In 1975, I enrolled in the University of Pennsylvania Graduate Program in Immunology. After more than 10 years—graduating college and professional school, working as a physical therapist, marrying, living in Paris for a year, and beginning to raise a family—I was finally ready to resume my education.
Once at Penn, I completed two of the three required laboratory rotations, but was beginning to doubt that I would ever find a suitable laboratory “home.” By chance, someone mentioned that there was a new faculty member, Peter Doherty, recently recruited from Canberra University in Australia, who would certainly be looking for graduate students. As it happened, Peter was giving a seminar the next day, and I learned about a new discovery he had just made regarding something called “MHC restriction.” I approached him after the seminar, and he agreed to have me do a rotation in his laboratory. He indicated that my project would be a continuation of his lymphocytic choriomeningitis (LCMV) work. He also happened to mention that in his newly remodeled laboratory, the autoclaves were not yet operational, so we would be using the old-fashioned boiling method of sterilization.

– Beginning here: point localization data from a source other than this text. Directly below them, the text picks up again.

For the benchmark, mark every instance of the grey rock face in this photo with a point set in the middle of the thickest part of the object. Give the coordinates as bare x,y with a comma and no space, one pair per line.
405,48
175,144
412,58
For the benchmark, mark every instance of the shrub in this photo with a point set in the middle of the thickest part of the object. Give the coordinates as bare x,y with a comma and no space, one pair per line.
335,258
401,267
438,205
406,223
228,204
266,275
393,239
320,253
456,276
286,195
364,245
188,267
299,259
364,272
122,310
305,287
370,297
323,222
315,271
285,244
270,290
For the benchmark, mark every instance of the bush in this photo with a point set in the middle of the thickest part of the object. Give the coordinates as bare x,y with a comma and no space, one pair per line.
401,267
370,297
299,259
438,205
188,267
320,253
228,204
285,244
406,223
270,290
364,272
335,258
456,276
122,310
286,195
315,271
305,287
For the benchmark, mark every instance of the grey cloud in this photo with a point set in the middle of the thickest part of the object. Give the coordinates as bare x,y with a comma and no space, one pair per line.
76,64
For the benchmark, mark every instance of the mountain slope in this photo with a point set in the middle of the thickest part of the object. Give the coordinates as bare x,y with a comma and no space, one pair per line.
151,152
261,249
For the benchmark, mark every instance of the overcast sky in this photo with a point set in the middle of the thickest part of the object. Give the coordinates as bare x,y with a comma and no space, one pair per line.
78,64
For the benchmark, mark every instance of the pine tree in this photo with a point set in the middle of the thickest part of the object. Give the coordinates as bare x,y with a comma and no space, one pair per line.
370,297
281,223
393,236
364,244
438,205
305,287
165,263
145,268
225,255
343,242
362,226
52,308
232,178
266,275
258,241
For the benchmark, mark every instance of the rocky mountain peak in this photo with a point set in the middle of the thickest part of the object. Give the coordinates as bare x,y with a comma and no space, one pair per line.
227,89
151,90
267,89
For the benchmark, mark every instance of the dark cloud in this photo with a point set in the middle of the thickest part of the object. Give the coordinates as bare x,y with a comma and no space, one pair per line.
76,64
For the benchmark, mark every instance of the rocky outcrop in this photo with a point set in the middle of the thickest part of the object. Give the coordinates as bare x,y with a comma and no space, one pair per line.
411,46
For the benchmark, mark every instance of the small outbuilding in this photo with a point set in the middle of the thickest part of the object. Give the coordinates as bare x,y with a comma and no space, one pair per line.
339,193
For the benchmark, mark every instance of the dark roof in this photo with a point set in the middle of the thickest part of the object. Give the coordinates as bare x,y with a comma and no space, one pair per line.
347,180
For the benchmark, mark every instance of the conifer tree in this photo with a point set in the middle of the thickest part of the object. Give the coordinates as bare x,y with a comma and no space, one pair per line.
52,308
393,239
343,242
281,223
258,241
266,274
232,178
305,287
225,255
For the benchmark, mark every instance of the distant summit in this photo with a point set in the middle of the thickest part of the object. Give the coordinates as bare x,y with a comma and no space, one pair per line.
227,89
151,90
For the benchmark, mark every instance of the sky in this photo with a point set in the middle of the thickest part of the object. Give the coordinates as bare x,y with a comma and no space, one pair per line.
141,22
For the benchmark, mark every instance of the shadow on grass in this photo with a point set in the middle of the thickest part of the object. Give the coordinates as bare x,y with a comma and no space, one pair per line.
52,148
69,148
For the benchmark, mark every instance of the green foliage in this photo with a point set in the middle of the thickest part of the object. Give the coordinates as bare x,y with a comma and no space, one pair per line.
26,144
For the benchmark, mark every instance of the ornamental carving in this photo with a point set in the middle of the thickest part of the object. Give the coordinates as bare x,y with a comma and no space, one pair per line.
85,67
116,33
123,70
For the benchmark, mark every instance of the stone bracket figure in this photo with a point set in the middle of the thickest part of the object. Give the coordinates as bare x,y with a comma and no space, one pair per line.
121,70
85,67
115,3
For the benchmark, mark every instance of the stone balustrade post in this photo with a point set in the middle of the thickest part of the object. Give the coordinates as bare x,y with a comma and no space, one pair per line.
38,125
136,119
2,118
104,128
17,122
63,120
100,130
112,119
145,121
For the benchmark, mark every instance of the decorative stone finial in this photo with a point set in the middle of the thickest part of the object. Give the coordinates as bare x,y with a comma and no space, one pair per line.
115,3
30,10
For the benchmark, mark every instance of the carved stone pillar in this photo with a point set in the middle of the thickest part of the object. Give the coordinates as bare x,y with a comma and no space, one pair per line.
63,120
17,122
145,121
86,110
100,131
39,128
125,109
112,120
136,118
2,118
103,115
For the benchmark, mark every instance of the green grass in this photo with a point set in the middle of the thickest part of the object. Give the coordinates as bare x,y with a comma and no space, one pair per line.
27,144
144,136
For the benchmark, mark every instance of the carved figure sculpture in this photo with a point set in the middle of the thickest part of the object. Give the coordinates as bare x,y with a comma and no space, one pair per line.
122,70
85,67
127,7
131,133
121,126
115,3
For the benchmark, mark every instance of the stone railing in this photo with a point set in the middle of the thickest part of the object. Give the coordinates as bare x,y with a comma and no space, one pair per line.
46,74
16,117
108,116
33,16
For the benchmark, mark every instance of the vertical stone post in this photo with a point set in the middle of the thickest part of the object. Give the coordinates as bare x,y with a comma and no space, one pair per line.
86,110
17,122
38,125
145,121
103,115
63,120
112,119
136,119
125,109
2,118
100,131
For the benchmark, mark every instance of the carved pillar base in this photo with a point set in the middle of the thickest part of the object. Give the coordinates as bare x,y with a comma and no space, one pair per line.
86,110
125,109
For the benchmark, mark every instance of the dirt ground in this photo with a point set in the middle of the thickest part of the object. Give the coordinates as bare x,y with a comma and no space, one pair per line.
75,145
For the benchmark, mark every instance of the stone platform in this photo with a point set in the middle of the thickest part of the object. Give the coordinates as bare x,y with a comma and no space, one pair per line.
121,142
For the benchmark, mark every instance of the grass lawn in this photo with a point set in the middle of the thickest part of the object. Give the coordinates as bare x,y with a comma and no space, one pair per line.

I was a bit concerned with this proposal, since I had two small children at home, and LCMV sounded like a nasty virus. I somehow worked up the nerve to ask Peter if he had any other project I could work on. Those were the days when the mechanism of recognition by the T cell receptor (TCR) had not yet been fully elucidated. Together with Rolf Zinkernagel, a Swiss physician who had recently arrived in Canberra, Peter had recently shown that LCMV-specific cytotoxic T lymphocytes (CTL) are targeted to particular major histocompatibility complex (MHC) Class I glycoproteins with exquisite precision, but the details of viral recognition were still unclear. In response to my request, Peter came up with the idea that influenza might be a useful model to address the fine specificity of TCR viral recognition, since the A strain viruses would offer the possibility of investigating a closely related, defined panel of pathogens.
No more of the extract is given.